Le Parlement européen. Wikimedia Commons

C’était une promesse du président Macron : offrir du renouveau dans la classe politique, en investissant des candidats n’ayant jamais foulé le sol du Parlement européen. Depuis le 26 mai 2019, 30 nouveaux eurodéputés français siègent à Bruxelles. Portés également par la promesse politique de renouvellement de la République en marche, les députés européens français seront-ils davantage représentatifs de la société française qu’ils ne l’ont été jusqu’ici ?

Depuis plusieurs années, une crise de confiance entre les élus et la population française est installée. Le Parlement européen, élu au suffrage universel direct et censé être politiquement représentatif du peuple, ne l’est pas sociologiquement. Il représente majoritairement des hommes blancs de plus de 50 ans, diplômés, qui sont, pour la plupart, des professionnels de la politique.

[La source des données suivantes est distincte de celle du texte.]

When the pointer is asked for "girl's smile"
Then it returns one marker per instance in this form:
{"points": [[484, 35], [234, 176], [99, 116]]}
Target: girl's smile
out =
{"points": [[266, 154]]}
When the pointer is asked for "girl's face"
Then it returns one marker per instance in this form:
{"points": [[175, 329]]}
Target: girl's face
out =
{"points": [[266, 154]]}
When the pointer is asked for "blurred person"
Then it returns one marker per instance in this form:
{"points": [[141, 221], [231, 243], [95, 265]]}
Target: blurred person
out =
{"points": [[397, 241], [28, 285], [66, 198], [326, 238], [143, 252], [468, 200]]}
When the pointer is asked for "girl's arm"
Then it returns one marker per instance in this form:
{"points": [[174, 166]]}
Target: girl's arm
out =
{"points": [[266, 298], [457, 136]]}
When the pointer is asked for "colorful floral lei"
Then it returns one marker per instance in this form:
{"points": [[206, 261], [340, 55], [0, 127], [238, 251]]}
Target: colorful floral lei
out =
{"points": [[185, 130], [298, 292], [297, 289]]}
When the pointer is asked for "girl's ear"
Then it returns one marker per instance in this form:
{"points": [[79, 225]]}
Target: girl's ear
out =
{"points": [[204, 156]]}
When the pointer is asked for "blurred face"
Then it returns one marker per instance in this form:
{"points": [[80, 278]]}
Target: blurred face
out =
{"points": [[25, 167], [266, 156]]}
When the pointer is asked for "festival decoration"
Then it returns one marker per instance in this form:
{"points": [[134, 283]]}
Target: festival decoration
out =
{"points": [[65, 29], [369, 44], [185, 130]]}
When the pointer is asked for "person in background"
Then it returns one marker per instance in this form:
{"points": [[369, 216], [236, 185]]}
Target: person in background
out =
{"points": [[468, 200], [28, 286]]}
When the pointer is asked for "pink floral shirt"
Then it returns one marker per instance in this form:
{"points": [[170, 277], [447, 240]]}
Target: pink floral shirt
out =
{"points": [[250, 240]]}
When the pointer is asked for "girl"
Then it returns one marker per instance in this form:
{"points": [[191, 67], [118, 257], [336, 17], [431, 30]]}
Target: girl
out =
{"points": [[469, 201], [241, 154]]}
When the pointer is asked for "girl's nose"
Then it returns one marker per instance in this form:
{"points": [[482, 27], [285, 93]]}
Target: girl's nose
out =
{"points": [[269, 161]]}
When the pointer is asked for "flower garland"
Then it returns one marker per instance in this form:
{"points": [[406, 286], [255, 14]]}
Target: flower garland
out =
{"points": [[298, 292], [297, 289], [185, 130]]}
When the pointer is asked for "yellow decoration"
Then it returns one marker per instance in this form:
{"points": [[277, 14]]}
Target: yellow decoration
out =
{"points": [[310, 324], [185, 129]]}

En voici la démonstration en trois graphiques, basés sur nos chiffres à partir des données sur les élus des élections de 1979, 1999, 2014 et 2019, appuyés par l’analyse des sociologues Willy Beauvallet, Victor Lepaux, Sébastien Michon, auteurs de l’étude Qui sont les eurodéputés ?, publiée aux archives ouvertes en 2013.

 

Le député européen français est … un homme

 

Discours, chartes, vœux… Les textes visant à assurer l’égalité des sexes se sont multipliés ces derniers années au sein des institutions européennes. Mais malgré ces revendications, l’Union ne montre pas toujours le bon exemple : la parité au sein des institutions européennes est loin d’être atteinte. En 2014, le Parlement, pourtant l’une des chambres les plus féminisées d’Europe ne compte que 36% d’eurodéputées. 

Mais du côté des députés européens français, on peut noter une nette amélioration : le nombre de femmes n’a cessé d’augmenter depuis 1979, date des premières élections européennes. En mai 2019, 49,3% des élus français sont des femmes, contre 19,7% en 1979, l’année des premières élections.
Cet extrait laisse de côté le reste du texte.